The last day in Tokyo, I was at the airport waiting for my flight back to Italy and found the underground ticket that I had used the previous days to move around the intricate nipponic capital in my pocket. I started playing with it folding it multiple times. I suddenly stopped, I had an epiphany. The ticket was folded in three parts. This will be the structure of my book.

That became the concept for my editorial project, I didn’t want the book to only be the container for my images, but also and above all the aesthetic form that sets off the contents.

Now I have told you all of this, I can explain the reason for choosing the triptych with images connected by yellow and light blue tones. I believe this is the triptych that can best represent my vision of Japan, a rigorous, precise and neat country. At the centre of the triptych, the only bit of litter paper, probably from a biscuit wrapper, that I found on the street. For me, building triptychs is about creating an aesthetic, compositional and chromatic harmony, but also to give meaning to an hypothetical situation invented during the editing.

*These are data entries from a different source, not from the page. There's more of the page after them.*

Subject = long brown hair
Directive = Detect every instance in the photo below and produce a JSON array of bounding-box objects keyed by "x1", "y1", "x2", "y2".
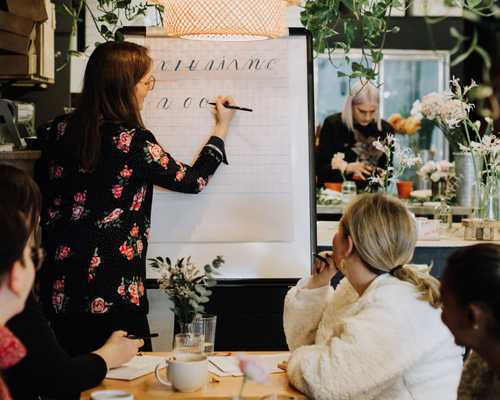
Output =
[{"x1": 65, "y1": 41, "x2": 152, "y2": 170}]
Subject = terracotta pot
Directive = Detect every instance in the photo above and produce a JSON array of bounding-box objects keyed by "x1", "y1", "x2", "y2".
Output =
[
  {"x1": 324, "y1": 182, "x2": 342, "y2": 192},
  {"x1": 397, "y1": 180, "x2": 413, "y2": 199}
]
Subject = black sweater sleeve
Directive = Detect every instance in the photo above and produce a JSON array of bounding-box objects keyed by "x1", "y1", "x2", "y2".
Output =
[
  {"x1": 130, "y1": 129, "x2": 226, "y2": 194},
  {"x1": 5, "y1": 294, "x2": 107, "y2": 399},
  {"x1": 316, "y1": 115, "x2": 347, "y2": 185}
]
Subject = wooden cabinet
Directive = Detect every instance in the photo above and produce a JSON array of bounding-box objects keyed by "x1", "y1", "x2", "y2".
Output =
[{"x1": 0, "y1": 0, "x2": 55, "y2": 84}]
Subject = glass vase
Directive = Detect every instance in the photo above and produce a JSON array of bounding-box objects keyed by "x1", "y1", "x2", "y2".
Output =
[
  {"x1": 178, "y1": 320, "x2": 195, "y2": 334},
  {"x1": 379, "y1": 180, "x2": 398, "y2": 196},
  {"x1": 480, "y1": 175, "x2": 499, "y2": 220},
  {"x1": 431, "y1": 179, "x2": 446, "y2": 201}
]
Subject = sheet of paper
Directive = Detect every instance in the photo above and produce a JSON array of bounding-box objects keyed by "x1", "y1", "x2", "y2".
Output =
[
  {"x1": 208, "y1": 353, "x2": 290, "y2": 377},
  {"x1": 143, "y1": 37, "x2": 293, "y2": 243},
  {"x1": 106, "y1": 355, "x2": 165, "y2": 381}
]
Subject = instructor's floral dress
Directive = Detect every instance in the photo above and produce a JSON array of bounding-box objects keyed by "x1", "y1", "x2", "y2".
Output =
[{"x1": 36, "y1": 117, "x2": 227, "y2": 317}]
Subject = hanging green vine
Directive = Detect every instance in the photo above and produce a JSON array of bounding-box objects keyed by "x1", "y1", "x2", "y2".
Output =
[{"x1": 300, "y1": 0, "x2": 499, "y2": 82}]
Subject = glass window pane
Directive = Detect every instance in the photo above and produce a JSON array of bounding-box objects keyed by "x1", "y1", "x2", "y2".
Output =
[
  {"x1": 315, "y1": 56, "x2": 368, "y2": 124},
  {"x1": 382, "y1": 59, "x2": 440, "y2": 118}
]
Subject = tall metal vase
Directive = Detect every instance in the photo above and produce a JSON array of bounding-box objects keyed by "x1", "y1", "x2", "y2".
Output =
[{"x1": 454, "y1": 152, "x2": 482, "y2": 208}]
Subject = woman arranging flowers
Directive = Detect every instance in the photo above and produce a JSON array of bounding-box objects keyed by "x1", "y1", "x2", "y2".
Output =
[{"x1": 316, "y1": 80, "x2": 394, "y2": 191}]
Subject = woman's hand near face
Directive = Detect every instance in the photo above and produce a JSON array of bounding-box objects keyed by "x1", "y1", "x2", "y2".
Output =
[
  {"x1": 211, "y1": 95, "x2": 236, "y2": 140},
  {"x1": 345, "y1": 162, "x2": 373, "y2": 179},
  {"x1": 306, "y1": 251, "x2": 338, "y2": 289}
]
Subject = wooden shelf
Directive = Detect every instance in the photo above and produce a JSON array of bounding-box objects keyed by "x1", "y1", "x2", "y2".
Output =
[
  {"x1": 0, "y1": 150, "x2": 41, "y2": 160},
  {"x1": 0, "y1": 75, "x2": 54, "y2": 86}
]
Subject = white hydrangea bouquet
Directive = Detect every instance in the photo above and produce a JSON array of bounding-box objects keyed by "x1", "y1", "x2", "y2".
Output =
[
  {"x1": 410, "y1": 78, "x2": 477, "y2": 151},
  {"x1": 149, "y1": 256, "x2": 224, "y2": 327},
  {"x1": 412, "y1": 78, "x2": 500, "y2": 202}
]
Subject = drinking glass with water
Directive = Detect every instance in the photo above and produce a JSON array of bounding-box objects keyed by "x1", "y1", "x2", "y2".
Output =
[
  {"x1": 193, "y1": 314, "x2": 217, "y2": 354},
  {"x1": 173, "y1": 333, "x2": 205, "y2": 356}
]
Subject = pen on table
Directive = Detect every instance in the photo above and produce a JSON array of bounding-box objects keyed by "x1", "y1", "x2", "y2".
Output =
[
  {"x1": 126, "y1": 333, "x2": 159, "y2": 339},
  {"x1": 208, "y1": 102, "x2": 253, "y2": 112}
]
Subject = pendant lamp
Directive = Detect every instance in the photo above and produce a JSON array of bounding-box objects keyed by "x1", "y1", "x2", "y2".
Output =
[{"x1": 149, "y1": 0, "x2": 299, "y2": 40}]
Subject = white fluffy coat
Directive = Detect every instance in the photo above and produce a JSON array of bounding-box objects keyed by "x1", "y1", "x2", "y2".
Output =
[{"x1": 284, "y1": 274, "x2": 463, "y2": 400}]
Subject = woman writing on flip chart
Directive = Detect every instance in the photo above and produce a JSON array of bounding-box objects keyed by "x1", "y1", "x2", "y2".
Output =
[{"x1": 35, "y1": 41, "x2": 236, "y2": 355}]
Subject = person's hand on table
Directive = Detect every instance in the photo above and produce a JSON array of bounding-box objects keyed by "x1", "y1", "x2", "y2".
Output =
[
  {"x1": 306, "y1": 251, "x2": 337, "y2": 289},
  {"x1": 345, "y1": 162, "x2": 372, "y2": 180},
  {"x1": 211, "y1": 95, "x2": 236, "y2": 140},
  {"x1": 93, "y1": 330, "x2": 144, "y2": 370}
]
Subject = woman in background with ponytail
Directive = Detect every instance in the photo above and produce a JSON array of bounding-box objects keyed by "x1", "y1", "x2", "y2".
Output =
[{"x1": 283, "y1": 193, "x2": 462, "y2": 400}]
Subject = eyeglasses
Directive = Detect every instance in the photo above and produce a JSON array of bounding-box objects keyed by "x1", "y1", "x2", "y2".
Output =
[
  {"x1": 31, "y1": 247, "x2": 45, "y2": 271},
  {"x1": 142, "y1": 75, "x2": 156, "y2": 91}
]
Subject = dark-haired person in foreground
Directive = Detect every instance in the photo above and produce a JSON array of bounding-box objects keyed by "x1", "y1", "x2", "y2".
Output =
[
  {"x1": 0, "y1": 171, "x2": 38, "y2": 400},
  {"x1": 441, "y1": 243, "x2": 500, "y2": 400},
  {"x1": 0, "y1": 164, "x2": 143, "y2": 400}
]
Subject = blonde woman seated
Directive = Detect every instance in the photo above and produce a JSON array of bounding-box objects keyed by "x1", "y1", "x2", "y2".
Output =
[{"x1": 284, "y1": 194, "x2": 462, "y2": 400}]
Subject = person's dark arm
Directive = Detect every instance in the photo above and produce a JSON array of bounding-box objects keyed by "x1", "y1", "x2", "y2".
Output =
[
  {"x1": 130, "y1": 129, "x2": 227, "y2": 193},
  {"x1": 316, "y1": 116, "x2": 345, "y2": 185},
  {"x1": 5, "y1": 294, "x2": 107, "y2": 399}
]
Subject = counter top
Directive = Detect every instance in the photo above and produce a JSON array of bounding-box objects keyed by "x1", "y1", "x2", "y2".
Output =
[
  {"x1": 317, "y1": 204, "x2": 474, "y2": 216},
  {"x1": 317, "y1": 221, "x2": 499, "y2": 248}
]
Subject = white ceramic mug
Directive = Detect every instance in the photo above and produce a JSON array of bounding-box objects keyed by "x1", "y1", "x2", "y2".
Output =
[{"x1": 155, "y1": 353, "x2": 208, "y2": 393}]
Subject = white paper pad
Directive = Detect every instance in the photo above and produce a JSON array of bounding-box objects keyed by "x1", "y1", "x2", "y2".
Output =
[
  {"x1": 208, "y1": 353, "x2": 290, "y2": 377},
  {"x1": 106, "y1": 355, "x2": 165, "y2": 381}
]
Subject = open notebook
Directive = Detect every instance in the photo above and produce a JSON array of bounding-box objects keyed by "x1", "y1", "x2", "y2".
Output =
[
  {"x1": 106, "y1": 355, "x2": 165, "y2": 381},
  {"x1": 208, "y1": 353, "x2": 290, "y2": 377}
]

I like to fantasise that the person carrying the light blue umbrella dropped the litter paper under the watchful eyes of the guard, within a set where spatial and chromatic quality are virtually perfect.


DANGO is the winner of the JURORS’ PICK at the LensCulture Street Photography Awards 2018

About DANGO:
CHRISTY HAVRANEK. DIRECTOR OF PHOTOGRAPHY – Huffington Post

ALEX LIVERANI HAS CREATED A STRIKING SERIES OF TRIPTYCHS, EACH FILLED WITH STOLEN MOMENTS CAPTURED AROUND JAPAN. THIS WORK IS BOTH WHIMSICAL AND GROUNDED IN TONE. WITH CLEVER FRAMING AND MASTERFUL EDITING THAT NEVER FEELS CONTRIVED, EACH TRIPTYCH CAN STAND ON ITS OWN OR LIVE WITHIN A RICH, EVOCATIVE SERIES. THAT, TO ME, IS A RARITY.